Am mächtigsten präsentiert sich die Arbeit der britischen Konzeptkünstler Art & Language. In wechselnder Besetzung ist die Gruppe bereits seit 1968 aktiv. Für das hier gezeigte Portraits and a Dream II von 2009 zeichnen Michael Baldwin und Mel Ramsden verantwortlich.
Als zentrale Komponente befüllen 148 Textplakate dicht aneinander eine Wand. Ein weiterer Satz der gleichen gedruckten Schriften wurde zerschnitten und hängt in Papier-Kettenbahnen entlang des Hauptraumes.
Die Arbeit verweist im Titel an ein Werk von Jackson Pollock (Portrait and a Dream, 1953), eine der letzten Arbeiten des Künstlers, bevor er das Malen aufgab.
Charles Harrison, der bis zu seinem frühen Tod – ebenfalls 2009 – Art & Language als Essayist begleitete, definierte diese Anordnung als „eine schmerzende Schwellung, die durch Ehrgeiz und technisches Abenteurertum wieder zum Abklingen gebracht wird.“ Für ihn bringen die Papierketten die Grafik wieder auf den Boden der Realität, fügen aber gleichzeitig eine neue Ebene, eine zusätzliche Bedeutung hinzu.

Einen subversiven Ansatz verfolgt Isabella Kohlhuber in einem der neuen Werke der Ausstellung. Für Aus dem Gesetz (2016) wurde ein Text aus einer Dampfbremsfolie geschnitten, einem Material, das normalerweise eine Schutzfunktion einnimmt, Feuchtigkeit von Dämmungen fernhalten soll.
Kohlhuber zitiert Auszüge aus dem österreichischen Urheberrechtsgesetz, im konkreten Fall gewollt anachronistisch die Schutzrechte an Schallplatten.

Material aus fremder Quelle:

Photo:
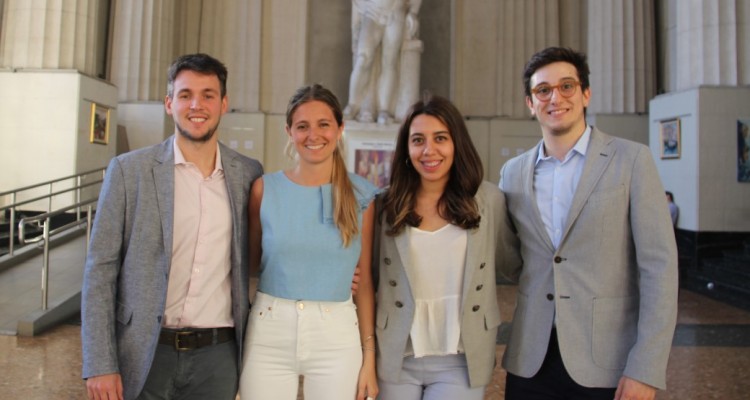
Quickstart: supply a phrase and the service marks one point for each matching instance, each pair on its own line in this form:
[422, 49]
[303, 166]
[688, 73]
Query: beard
[199, 139]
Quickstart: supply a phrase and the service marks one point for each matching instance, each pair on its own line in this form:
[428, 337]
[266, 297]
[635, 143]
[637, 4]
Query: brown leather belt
[191, 339]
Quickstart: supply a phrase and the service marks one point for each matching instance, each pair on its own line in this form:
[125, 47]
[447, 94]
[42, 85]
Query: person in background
[165, 287]
[310, 226]
[597, 294]
[437, 232]
[674, 211]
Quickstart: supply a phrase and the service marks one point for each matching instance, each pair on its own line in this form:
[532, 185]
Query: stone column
[712, 43]
[142, 48]
[231, 31]
[50, 34]
[493, 41]
[621, 55]
[408, 77]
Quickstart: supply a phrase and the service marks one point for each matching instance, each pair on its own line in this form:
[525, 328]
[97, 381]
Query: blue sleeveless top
[303, 255]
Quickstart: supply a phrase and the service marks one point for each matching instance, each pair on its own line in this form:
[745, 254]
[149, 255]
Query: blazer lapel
[233, 179]
[529, 164]
[473, 251]
[598, 156]
[164, 181]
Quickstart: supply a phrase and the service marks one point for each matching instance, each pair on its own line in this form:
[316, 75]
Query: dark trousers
[205, 373]
[552, 382]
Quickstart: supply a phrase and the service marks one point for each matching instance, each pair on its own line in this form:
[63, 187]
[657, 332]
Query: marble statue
[386, 55]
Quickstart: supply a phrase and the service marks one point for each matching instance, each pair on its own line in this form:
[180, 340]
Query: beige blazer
[612, 282]
[480, 315]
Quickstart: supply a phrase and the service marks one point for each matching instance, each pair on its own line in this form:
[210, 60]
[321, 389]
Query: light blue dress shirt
[555, 184]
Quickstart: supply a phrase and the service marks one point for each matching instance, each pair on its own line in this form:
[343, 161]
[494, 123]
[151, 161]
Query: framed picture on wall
[743, 150]
[99, 131]
[371, 159]
[669, 137]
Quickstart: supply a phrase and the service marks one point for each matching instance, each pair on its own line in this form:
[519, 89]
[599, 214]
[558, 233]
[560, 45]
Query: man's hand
[355, 281]
[631, 389]
[104, 387]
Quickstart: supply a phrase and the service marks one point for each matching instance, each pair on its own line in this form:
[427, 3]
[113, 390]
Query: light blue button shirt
[555, 184]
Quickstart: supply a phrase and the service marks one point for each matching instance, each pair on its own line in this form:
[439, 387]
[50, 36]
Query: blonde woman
[310, 226]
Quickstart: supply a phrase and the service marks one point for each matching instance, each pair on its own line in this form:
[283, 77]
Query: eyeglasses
[566, 88]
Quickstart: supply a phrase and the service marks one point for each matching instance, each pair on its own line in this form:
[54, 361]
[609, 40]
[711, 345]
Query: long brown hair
[457, 203]
[342, 193]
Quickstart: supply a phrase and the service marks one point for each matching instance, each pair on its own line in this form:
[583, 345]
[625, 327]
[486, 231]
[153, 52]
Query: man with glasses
[597, 298]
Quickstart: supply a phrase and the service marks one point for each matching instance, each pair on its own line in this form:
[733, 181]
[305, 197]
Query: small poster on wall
[669, 137]
[371, 159]
[743, 150]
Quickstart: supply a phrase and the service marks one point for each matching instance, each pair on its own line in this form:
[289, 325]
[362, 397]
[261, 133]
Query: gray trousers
[207, 373]
[432, 378]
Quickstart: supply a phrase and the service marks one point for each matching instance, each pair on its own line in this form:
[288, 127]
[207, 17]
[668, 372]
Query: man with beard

Den Keller des Künstlerhauses beleuchtet der walisische Künstler Cerith Wyn Evans mit einem neonerleuchteten Palindrom: In girum imus nocte et consumimur igni. Evans, der als Assistent von Derek Jarman seine künstlerische Laufbahn startete, schickt uns als Antwortsuchende insektengleich im Kreis herum, erleuchtet aber hoffnungslos. Nicht umsonst verweist der Text auch auf den letzten, gleichnamigen Film Guy Debords, dessen Inhalt das Destruktive feiert, also das nächtliche Umherirren und am Ende das vom Feuer-verschlungen-werden.

Einen aktuellen Zugang findet Heinrich Dunst. Er zerlegt, verteilt und lässt seinen Text das Künstlerhaus erwandern. Es könnte ein Statement zum menschlichen Leben im Zeitalter von Social Media sein: Es ist ja nichts verborgen, der ganze Roman ist einsehbar.